The impact of nonalcoholic fatty liver disease (NAFLD) on the natural history of primary biliary cholangitis (PBC) has yet to be described. The aim of this study was to document the activity, severity and progression of PBC in patients with concomitant NAFLD and compare the findings to those with PBC alone.


Disease activity was assessed by serum liver enzyme levels; severity, by Fib-4 scores and percent of patients with APRI >1.5; and progression, by changes in Fib-4 and prevalence of APRI >1.5 during follow-up.


The study populations consisted of 168 PBC alone and 68 PBC/NAFLD patients. The mean ages and gender distributions of the two cohorts were similar.
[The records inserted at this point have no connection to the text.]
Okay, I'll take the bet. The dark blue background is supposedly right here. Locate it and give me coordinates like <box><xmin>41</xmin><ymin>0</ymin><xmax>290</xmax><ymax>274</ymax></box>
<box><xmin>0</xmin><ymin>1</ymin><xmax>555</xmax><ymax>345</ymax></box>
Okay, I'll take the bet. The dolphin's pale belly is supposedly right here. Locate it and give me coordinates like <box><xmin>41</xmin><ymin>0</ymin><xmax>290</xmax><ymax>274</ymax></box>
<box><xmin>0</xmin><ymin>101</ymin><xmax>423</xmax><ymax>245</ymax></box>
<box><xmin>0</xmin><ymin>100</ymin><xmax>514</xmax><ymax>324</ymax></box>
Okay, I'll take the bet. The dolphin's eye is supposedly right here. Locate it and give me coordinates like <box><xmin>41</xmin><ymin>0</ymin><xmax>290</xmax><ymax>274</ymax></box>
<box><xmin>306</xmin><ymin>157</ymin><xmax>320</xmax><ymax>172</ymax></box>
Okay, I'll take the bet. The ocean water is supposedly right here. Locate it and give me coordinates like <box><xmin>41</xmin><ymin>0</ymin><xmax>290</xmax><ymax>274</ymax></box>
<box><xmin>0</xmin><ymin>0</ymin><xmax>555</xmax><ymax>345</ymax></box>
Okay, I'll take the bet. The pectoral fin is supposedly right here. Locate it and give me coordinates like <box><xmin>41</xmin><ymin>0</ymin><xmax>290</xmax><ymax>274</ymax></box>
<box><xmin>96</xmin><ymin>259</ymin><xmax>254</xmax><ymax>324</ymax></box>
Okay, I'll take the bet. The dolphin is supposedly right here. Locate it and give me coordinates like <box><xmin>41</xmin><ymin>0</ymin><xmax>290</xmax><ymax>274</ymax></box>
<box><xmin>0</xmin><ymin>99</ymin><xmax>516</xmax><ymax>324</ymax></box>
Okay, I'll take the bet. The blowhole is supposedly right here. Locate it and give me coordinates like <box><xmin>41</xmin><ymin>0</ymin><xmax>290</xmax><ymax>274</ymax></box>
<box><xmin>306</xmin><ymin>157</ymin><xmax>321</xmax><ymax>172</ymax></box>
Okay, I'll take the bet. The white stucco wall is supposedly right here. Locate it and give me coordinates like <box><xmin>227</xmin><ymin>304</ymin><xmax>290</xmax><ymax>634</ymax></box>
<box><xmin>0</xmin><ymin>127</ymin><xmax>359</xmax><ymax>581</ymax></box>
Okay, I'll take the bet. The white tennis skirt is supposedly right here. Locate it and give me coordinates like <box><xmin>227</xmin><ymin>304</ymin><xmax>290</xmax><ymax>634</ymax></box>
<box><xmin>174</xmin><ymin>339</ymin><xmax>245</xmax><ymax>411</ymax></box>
At presentation, PBC alone patients had greater disease activity (higher serum ALP and GGT values, P = .003 and 0.01, respectively) and advanced disease (higher Fib-4 (P = .04) scores) than PBC/NAFLD patients. Although the prevalence of APRI >1.5 was also higher in PBC alone (11.1%) vs PBC/NAFLD (4.7%) patients, the difference was not significant (P = .16). During mean follow-up of 6.7 ± 5.5 (PBC alone) and 6.4 ± 4.4 (PBC/NAFLD) years (ranges: 0.5–21 years) annual increases in Fib-4 and prevalence of ≥ APRI 1.5 were greater in PBC alone patients but the differences did not reach statistical significance.


The results of this retrospective, single centre study suggest that the activity, severity and progression of PBC are not adversely affected by concomitant NAFLD.